We are more in-tune with the news cycle than such people could dream of, even as they sat glued to a radio to hear updates on casualties and victories. We hear various perspectives from commentators, see footage of wartime devastation almost as it happens, and get bombarded by headlines throughout every hour, if we choose not to look away. Whether it’s a war or just the typical array of news snippets from around the world, some people find themselves so addicted to what’s happening that they forget to live themselves. Glued to a screen, they live only through the misery of others. It’s a terrible secession from joy.
Imagine if those who lived during the time of the World Wars had just stopped. If they had put a halt on every gathering, every ambition, not because of real obstacles but merely because they were too distrusting of tomorrow and too addicted to the stream of updates.
A secondary travesty would exist in that they lost things through surrender and self-erasure even while the men of the battlefield fought for victory.
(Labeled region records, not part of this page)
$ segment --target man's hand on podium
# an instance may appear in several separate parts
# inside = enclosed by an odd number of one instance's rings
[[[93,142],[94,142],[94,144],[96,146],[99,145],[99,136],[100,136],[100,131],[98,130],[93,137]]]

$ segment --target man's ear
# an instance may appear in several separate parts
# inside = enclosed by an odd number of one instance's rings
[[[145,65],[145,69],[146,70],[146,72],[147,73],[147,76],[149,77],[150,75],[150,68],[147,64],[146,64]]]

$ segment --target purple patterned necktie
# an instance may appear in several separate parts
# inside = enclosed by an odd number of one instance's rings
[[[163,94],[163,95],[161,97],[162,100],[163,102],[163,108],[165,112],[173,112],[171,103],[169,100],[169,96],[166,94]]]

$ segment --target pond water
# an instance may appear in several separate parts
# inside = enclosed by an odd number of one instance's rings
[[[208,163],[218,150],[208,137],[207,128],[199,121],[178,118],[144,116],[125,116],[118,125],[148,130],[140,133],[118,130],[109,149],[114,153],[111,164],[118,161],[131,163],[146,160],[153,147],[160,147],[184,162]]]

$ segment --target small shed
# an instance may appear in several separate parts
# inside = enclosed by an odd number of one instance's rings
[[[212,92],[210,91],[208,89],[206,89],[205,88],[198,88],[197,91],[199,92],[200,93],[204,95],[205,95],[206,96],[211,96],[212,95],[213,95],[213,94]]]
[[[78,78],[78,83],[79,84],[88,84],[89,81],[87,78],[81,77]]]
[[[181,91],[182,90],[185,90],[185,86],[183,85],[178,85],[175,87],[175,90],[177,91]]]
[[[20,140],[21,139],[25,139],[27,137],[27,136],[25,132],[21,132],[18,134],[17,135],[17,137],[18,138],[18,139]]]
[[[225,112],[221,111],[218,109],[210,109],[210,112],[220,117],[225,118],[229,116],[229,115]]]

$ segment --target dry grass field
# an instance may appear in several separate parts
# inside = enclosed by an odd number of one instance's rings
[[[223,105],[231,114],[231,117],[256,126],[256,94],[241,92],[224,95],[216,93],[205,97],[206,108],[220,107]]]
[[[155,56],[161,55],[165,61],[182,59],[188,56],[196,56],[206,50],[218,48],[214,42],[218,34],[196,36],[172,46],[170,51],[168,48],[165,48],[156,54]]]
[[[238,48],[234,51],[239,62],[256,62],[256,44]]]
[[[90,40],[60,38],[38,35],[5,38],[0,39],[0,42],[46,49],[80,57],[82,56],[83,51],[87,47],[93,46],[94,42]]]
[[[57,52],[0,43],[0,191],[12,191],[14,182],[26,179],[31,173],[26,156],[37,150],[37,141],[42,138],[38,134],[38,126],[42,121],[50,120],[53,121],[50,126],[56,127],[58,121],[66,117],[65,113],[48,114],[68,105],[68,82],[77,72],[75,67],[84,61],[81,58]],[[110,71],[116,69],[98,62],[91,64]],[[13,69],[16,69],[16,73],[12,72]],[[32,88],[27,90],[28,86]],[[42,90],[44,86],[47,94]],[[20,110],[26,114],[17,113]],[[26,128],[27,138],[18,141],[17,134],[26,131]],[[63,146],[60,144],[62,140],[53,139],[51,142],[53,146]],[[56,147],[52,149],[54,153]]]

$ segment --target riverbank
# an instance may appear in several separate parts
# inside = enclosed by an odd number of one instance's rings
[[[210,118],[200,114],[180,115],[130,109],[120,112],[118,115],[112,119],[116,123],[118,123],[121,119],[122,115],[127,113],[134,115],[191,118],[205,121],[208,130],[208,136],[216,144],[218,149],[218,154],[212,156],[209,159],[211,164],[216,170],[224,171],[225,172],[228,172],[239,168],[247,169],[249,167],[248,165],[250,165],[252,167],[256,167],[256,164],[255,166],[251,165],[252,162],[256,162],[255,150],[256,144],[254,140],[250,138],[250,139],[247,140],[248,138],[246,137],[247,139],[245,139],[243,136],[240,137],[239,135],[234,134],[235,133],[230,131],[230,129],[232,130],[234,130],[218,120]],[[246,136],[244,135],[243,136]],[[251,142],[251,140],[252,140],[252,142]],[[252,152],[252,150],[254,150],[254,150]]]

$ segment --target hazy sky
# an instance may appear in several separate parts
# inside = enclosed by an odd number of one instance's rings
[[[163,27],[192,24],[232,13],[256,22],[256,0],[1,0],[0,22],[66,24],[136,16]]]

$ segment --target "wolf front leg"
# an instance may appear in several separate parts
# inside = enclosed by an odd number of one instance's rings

The events that punctuate life would have been skipped over, such that people would be living an elongated death.
Regardless of whether this becomes a larger war, we would do well not to neglect the battles that are before us as individuals. Those decisions made in the home and the family demand their own courage, and they build generations. They forge the civilization that men are willing to defend.



It is interesting.. our human nature seeks daily survival through the ordinary means of living; and a ‘quiet courage’ is a necessity every day, regardless of the circumstances we find ourselves in, above all, in the one who lives for Christ.
History has well documented the resiliency of our humanity’s deepest treasure, which is, the will to ‘go on living’ regardless of circumstances (most especially in war times). This inherent desire to live, is the soul’s claim to eternal life -whether one is a believer or not-. The courage which soars in times of difficulty is the higher call, to see beyond self, where charity becomes the primary activity. Courage to live, is a gift from God, we need only gaze at His goodness, to begin to see that we too, can be good, and to live courageously on and into eternal life.